Laporan Wartawan Tribunnews.com, Seno Tri Sulistiyono
TRIBUNNEWS.COM, JAKARTA - Pengambilalihan saham PT Freeport Indonesia (PTFI) dinilai politisi ada dua opsi, yaitu menunggu kontrak karya habis pada 2021 atau memaksa berubah status menjadi izin usaha pertambangan khusus (IUPK).
Wakil Sekretaris Jenderal KPP Partai Rakyat Demokratik, Rudi Hartono menjelaskan, kontrak karya (KK) Freeport berakhir pada 2021 dan pemerintah secara otomatis mengambil alih seluruh kegiatan perusahaan pertambangan tersebut di Papua.
"Jadi ada dua pilihan, menunggu kontrak abis, atau divestasi 51 persen setelah menjadi IUPK. Divestasi ini saya melihat lebih baik ketimbang menunggu kontrak habis," tutur Rudi di Jakarta, Jumat (10/3/2017).
Sementara mengenai siapa yang akan menyerap 51 persen saham divestasi Freeport, Rudi melihat yang paling mampu dari segi sumber daya manusia dan pendanaan yaitu Badan Usaha Milik Negara (BUMN) di sektor pertambangan.
"Ada banyak jalur divestasi, tapi kalau pemerintah pusat itu tidak mungkin karena sedang defisit anggaran, Pemda itu juga sebaiknya jangan, nanti uangnya bisa dari asing juga, sehingga lebih baik BUMN," ujar Rudi.

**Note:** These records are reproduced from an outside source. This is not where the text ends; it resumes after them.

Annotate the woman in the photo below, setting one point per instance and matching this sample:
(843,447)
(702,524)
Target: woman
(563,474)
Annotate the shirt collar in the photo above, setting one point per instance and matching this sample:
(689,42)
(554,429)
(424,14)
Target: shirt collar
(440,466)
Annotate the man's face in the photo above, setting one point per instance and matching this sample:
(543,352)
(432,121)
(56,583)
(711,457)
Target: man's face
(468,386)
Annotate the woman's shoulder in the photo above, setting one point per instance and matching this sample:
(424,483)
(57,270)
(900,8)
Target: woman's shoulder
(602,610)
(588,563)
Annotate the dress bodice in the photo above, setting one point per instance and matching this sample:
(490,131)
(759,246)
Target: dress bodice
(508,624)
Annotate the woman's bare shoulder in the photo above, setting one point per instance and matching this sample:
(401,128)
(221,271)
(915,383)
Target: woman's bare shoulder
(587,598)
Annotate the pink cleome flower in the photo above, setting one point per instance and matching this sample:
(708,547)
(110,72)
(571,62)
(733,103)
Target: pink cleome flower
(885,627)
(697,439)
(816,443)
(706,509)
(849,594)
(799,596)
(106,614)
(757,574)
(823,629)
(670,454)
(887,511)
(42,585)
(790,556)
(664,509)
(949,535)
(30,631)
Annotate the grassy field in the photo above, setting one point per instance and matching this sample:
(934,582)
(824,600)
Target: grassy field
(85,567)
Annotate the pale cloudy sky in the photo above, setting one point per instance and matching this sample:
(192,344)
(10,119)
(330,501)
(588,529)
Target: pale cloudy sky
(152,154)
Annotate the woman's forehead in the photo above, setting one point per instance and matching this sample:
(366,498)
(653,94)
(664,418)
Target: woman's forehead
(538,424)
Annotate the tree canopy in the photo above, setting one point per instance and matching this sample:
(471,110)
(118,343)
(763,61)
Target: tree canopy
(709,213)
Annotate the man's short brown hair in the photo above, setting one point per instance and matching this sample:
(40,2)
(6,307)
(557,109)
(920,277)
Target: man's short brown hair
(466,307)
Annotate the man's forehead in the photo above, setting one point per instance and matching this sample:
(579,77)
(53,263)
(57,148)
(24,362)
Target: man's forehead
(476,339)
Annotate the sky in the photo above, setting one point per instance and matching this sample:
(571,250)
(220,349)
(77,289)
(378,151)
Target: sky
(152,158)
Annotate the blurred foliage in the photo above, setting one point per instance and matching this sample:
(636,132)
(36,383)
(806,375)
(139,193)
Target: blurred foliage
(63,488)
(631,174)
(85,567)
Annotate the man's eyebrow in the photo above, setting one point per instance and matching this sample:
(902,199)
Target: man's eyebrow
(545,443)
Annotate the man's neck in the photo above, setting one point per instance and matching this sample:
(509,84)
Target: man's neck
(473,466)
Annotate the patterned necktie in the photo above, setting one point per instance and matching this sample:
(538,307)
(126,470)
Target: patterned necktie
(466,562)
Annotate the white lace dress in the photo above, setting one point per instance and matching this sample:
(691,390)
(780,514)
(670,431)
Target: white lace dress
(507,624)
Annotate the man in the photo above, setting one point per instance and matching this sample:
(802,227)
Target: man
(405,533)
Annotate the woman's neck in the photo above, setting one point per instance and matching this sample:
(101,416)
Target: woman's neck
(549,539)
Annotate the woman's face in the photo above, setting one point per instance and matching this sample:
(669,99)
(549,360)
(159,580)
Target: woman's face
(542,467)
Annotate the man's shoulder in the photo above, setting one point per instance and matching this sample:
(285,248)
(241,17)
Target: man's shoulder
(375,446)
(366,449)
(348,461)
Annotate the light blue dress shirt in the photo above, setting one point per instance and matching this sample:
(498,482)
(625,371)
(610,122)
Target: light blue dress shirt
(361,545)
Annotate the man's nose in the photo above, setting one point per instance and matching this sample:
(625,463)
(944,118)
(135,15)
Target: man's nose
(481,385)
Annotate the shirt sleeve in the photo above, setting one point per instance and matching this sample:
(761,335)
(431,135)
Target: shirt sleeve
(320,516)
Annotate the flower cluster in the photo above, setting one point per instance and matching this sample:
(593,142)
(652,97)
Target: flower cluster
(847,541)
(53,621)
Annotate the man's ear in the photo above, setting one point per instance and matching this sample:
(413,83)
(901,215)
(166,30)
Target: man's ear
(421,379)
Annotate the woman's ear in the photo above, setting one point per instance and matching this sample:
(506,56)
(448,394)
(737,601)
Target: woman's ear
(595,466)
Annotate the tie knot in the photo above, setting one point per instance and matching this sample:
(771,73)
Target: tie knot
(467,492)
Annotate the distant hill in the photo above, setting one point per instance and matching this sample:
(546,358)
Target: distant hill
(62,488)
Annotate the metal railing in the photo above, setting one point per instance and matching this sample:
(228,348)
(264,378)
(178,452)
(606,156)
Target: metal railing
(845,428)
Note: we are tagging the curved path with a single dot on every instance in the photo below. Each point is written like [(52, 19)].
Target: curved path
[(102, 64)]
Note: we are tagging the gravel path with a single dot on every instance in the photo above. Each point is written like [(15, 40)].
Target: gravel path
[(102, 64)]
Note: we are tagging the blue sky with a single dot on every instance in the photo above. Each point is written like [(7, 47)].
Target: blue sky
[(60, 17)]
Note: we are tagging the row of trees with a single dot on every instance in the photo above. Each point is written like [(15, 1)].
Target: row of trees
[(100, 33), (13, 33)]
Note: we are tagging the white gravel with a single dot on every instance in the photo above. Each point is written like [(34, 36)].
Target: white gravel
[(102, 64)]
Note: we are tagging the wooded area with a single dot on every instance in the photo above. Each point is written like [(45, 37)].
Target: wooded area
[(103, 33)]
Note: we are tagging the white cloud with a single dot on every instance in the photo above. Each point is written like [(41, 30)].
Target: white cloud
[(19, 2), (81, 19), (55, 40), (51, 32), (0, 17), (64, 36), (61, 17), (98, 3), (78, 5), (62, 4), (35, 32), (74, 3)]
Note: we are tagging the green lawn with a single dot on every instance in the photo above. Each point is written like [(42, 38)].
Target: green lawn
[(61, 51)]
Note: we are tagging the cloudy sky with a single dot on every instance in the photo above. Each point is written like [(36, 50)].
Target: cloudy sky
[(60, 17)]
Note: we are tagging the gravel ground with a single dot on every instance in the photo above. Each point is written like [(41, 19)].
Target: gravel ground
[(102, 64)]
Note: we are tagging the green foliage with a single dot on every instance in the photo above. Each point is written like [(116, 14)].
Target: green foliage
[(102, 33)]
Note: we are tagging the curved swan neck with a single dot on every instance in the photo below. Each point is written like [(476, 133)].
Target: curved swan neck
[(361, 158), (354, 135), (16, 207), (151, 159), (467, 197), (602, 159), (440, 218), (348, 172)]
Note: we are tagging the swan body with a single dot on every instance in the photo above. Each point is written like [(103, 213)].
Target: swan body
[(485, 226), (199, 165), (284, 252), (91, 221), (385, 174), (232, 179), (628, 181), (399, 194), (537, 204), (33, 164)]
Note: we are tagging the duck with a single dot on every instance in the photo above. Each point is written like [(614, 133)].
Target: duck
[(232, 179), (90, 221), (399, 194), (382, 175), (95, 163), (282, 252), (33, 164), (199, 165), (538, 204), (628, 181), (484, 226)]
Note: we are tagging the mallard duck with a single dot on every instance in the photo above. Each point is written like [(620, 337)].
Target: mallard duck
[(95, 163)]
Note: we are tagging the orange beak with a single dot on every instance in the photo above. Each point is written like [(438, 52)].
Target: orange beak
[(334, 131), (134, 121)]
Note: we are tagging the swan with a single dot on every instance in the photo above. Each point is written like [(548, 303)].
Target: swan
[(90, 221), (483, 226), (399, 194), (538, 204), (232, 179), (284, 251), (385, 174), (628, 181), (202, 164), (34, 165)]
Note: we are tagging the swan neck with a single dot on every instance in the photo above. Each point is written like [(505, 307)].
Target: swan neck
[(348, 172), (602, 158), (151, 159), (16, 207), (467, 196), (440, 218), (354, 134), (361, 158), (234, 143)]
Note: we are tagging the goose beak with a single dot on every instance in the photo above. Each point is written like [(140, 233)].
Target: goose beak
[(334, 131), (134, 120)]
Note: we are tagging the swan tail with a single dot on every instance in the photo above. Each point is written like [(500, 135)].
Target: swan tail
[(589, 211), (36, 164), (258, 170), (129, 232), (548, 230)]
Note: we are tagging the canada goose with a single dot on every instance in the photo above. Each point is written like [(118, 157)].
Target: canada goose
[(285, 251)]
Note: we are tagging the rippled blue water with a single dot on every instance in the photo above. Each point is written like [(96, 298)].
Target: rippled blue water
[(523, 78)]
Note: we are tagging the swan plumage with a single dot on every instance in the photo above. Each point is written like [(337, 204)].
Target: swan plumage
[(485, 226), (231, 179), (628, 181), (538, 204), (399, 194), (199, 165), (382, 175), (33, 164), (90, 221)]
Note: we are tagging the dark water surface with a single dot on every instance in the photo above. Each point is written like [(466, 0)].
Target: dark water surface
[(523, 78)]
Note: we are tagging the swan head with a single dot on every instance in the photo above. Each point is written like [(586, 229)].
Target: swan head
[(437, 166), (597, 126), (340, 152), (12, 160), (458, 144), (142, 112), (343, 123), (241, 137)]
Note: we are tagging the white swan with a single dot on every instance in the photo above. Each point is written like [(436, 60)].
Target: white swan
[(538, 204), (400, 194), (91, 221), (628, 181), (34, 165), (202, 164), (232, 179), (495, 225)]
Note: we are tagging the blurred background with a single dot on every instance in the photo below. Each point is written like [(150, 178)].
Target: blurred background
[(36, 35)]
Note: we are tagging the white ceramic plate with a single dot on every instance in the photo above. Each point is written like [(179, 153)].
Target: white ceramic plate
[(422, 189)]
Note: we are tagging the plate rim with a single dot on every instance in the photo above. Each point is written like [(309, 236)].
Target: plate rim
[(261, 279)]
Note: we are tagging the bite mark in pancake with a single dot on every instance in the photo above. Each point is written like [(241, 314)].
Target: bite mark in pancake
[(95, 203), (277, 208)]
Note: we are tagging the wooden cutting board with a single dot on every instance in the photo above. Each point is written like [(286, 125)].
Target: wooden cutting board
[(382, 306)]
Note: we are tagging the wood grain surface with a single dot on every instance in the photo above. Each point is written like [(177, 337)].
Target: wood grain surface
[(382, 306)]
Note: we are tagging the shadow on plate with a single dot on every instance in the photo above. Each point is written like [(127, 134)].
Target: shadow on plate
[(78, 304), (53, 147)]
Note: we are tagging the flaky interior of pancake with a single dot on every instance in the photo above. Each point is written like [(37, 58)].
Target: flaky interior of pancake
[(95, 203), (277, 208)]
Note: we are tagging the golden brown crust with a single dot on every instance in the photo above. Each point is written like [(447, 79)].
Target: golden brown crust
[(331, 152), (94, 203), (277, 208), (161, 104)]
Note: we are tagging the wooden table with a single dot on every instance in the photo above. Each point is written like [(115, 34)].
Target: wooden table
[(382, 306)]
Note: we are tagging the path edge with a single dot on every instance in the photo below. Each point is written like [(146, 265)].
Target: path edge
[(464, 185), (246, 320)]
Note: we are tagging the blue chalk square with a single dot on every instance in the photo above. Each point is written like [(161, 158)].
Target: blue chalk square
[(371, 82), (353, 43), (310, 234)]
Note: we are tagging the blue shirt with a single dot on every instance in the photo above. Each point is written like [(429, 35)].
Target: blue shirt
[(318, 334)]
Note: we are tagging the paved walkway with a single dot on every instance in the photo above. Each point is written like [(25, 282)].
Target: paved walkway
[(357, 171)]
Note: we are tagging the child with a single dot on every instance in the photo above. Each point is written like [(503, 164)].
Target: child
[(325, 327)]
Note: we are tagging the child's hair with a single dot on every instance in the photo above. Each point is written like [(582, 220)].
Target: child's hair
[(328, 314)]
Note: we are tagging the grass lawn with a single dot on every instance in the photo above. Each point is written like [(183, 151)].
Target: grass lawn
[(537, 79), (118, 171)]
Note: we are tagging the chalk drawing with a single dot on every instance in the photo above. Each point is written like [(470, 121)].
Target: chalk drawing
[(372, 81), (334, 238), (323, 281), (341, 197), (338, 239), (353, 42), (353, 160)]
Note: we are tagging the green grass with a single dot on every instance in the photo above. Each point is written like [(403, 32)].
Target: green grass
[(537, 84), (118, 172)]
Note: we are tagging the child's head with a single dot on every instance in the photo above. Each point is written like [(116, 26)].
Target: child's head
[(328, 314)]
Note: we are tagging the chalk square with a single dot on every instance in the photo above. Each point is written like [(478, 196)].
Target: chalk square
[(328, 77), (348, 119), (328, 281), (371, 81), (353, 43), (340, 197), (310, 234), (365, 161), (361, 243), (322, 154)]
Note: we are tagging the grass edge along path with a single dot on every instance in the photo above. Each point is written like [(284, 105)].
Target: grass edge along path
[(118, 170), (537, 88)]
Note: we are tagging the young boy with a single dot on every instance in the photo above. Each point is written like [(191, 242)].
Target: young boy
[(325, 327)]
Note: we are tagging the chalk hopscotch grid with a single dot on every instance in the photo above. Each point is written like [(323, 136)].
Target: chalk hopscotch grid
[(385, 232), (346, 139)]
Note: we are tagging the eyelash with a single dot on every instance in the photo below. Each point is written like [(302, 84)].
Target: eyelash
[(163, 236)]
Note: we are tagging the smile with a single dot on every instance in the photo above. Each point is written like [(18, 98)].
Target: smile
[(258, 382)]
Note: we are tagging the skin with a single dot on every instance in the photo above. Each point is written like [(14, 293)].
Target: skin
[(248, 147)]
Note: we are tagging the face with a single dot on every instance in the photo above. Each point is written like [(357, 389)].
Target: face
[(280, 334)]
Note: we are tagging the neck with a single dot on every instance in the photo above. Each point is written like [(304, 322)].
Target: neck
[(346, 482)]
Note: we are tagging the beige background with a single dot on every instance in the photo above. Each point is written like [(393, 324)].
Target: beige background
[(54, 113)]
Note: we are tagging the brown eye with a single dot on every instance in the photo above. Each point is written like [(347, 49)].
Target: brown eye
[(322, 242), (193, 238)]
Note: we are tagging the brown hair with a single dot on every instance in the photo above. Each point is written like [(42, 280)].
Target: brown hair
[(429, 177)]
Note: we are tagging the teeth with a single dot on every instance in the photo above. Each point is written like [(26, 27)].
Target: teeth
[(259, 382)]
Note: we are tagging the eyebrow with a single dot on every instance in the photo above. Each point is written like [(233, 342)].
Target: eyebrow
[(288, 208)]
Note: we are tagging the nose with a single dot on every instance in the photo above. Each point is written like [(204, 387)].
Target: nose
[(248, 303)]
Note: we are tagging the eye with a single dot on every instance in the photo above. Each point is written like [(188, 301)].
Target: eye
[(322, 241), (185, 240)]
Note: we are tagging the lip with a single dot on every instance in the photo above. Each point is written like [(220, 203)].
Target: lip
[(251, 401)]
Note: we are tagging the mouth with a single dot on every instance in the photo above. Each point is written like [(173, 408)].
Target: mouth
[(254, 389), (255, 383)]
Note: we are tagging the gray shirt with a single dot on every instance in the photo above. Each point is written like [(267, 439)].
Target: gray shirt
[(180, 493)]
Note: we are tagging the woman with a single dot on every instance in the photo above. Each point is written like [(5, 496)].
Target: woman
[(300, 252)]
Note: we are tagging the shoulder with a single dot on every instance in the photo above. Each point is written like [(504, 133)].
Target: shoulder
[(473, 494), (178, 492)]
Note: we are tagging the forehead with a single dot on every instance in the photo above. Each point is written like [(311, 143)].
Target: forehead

Lebih lanjut dia mengatakan, pertambangan Freeport yang dikelola BUMN dapat memberikan keuntungan besar bagi negara Indonesia, karena pajak dan royaltinya akan masuk seluruhnya ke negara.
"Persoalannya nanti dalam negosiasi harga, penentuan harga saham tidak boleh memasukan cadangan yang ada di perut bumi karena itu punya negara," ucapnya.